Обитаемая сторона Тортуги делилась на четыре части. Самая лучшая из них – Бас-Тер с удобной гаванью; именно туда и приставали корабли. Восточнее, неподалеку от Бас-Тера, располагался район Пуант-а-Масон. Западнее, на расстоянии примерно в полмили от Бас-Тера, лежал поселок Кайон, в котором жили наиболее богатые и известные колонисты. На плодородных почвах по берегам полноводного ручья выращивали индиго. Далее к западу, в средней части острова, находился обжитый совсем недавно район Мильплантаж, славившийся превосходным табаком. Еще дальше начинался район Ле-Гринго, где тоже имелся источник воды и выращивалось индиго. Над Бас-Тером и Кайоном возвышался холм Ла-Монтань, на котором располагались резиденция губернатора и часовня.
В порту Бас-Тер насчитывалось с десяток лавок и около сорока более-менее солидных домов, частью деревянных, частью глинобитных, в которых проживали ремесленники и купцы. На окраине поселения были рассыпаны в полном беспорядке множество бедных хижин, плетенных из хвороста и крытых пальмовыми листьями, где ютились охотники, рыбаки и слуги – в общем, беднота. Порт был способен вместить до тридцати кораблей и столько же барок. Плодородные земли в окрестностях Бас-Тера обрабатывали рабы-африканцы и вольнонаемные, которые должны были оплатить таким образом путешествие в Новый Свет. Плантаторы выращивали качественный сахарный тростник, великолепный табак и индиго. Незаселенную часть Тортуги покрывал лес.

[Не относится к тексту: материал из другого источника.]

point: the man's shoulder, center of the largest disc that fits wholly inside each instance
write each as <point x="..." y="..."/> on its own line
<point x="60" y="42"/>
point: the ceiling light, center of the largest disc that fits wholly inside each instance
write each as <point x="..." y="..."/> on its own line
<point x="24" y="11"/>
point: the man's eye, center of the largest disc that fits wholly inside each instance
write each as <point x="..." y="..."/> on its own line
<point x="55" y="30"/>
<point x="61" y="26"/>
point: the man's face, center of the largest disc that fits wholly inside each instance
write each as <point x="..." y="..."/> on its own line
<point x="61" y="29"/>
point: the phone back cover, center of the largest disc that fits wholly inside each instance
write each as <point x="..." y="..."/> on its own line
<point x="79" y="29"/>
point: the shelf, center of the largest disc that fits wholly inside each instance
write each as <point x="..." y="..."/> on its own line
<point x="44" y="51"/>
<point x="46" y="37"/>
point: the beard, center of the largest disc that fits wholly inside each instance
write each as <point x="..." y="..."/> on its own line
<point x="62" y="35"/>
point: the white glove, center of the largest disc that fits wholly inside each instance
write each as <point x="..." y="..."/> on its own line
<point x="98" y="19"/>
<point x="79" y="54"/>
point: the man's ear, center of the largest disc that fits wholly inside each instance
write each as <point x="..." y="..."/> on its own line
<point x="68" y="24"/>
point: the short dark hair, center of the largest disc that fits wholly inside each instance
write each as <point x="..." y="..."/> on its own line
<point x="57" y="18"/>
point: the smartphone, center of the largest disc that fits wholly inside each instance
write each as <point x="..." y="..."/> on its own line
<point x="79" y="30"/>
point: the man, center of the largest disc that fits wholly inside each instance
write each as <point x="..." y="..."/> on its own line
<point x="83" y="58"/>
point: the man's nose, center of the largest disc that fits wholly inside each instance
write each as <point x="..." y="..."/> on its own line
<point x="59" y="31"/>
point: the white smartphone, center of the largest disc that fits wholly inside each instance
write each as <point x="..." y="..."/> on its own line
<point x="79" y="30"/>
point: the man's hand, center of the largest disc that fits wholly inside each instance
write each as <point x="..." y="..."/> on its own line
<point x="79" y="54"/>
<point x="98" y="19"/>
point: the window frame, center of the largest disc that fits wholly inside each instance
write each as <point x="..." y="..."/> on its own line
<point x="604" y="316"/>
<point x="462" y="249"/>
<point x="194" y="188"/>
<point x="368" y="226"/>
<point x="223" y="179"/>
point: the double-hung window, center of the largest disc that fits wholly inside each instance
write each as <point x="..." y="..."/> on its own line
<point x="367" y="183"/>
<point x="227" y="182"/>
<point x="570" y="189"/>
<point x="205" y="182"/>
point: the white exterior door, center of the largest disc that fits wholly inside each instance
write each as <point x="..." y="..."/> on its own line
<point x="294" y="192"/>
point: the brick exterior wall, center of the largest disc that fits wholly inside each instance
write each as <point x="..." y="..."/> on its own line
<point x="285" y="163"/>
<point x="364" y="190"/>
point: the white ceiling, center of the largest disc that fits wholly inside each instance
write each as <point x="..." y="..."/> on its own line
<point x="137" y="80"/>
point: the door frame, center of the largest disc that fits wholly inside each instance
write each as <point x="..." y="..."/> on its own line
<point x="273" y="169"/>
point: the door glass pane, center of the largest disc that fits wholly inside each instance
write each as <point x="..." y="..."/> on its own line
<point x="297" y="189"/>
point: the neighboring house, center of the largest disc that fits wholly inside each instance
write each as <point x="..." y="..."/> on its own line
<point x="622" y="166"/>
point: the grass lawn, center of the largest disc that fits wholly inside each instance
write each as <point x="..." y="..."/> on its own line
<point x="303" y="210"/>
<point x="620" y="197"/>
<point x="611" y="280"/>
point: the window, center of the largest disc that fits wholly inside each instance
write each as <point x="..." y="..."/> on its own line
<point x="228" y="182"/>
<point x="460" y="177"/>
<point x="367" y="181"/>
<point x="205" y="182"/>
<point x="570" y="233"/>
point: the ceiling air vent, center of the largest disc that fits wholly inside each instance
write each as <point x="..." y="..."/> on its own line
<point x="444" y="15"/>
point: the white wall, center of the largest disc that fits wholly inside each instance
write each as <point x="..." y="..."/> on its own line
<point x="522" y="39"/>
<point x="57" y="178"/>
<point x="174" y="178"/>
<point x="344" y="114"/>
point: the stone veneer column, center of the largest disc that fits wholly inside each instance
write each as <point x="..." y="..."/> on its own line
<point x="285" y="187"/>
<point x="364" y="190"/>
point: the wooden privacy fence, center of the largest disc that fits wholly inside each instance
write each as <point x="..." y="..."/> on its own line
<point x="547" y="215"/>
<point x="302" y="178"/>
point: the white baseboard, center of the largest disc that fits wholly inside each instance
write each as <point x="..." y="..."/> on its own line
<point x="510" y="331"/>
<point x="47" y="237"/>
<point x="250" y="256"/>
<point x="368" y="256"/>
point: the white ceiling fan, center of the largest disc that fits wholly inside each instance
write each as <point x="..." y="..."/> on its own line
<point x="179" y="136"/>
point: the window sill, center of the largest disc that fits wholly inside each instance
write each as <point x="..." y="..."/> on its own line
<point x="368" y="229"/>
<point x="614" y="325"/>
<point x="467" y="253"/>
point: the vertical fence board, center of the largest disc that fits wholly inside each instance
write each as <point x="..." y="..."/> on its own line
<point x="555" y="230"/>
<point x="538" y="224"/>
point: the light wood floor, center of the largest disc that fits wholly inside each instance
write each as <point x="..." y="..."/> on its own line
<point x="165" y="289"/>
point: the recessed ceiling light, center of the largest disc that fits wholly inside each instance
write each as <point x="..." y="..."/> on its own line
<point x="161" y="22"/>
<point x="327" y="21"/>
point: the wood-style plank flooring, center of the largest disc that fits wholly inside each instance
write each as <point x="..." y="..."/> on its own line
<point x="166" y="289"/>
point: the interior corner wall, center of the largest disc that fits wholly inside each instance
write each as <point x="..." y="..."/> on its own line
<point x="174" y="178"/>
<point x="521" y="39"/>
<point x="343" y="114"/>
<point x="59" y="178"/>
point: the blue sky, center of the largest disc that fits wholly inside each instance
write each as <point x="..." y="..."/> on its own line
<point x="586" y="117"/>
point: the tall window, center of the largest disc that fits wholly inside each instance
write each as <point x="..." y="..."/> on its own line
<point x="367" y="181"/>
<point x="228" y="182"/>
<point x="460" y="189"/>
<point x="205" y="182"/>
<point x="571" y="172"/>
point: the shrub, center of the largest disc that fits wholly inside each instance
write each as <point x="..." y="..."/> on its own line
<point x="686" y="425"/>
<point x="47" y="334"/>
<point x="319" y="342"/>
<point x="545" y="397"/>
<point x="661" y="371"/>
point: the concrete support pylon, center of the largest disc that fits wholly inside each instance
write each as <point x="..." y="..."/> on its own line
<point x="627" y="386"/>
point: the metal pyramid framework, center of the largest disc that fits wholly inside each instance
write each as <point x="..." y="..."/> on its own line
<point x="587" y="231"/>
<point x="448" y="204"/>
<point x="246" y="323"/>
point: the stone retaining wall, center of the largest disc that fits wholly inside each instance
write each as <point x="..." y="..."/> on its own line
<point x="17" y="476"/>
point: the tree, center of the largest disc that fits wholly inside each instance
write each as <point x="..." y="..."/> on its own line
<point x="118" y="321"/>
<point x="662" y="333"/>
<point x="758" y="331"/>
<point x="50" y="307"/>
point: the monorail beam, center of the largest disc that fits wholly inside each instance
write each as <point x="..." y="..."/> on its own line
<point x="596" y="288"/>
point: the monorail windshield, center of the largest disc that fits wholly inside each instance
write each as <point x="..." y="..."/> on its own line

Таверна "Флибот" была одной из многих в Бас-Тере. Уж чего-чего, а развлекательно-питейных заведений в пиратской столице хватало. Вернувшись из удачного похода, расфуфыренные флибустьеры швыряли деньгами направо и налево, спуская все за несколько дней, после чего снова облачались в рваное тряпье и отправлялись в очередной набег. Кроме роскошных нарядов и украшений деньги тратились на женщин, игру в карты и кости, на обжорство и обильные возлияния. Пиры заканчивались тем, что флибустьеры – те, кто не рухнул наземь и не захрапел, – орали во все горло песни на берегу и дрались.
Мишель де Граммон наливался ромом в полном одиночестве. За то время, что он провел на Тортуге, ему пришлось драться на семи дуэлях, и четверо его противников отдали Богу душу. Смуглый, небольшого роста, неряшливый в одежде француз, очень похожий на испанца, был страшнее гремучей змеи. Его побаивались даже признанные буяны, которых мясом не корми, а дай подраться. Недоброжелатели Мишеля по-прежнему называли его Испанцем; но, в отличие от Франции, где это прозвище относилось к его внешнему виду, на Тортуге прослыть испанцем означало иметь постоянные конфликты. Ненависть к Испании объединяла все нации, собравшиеся на острове.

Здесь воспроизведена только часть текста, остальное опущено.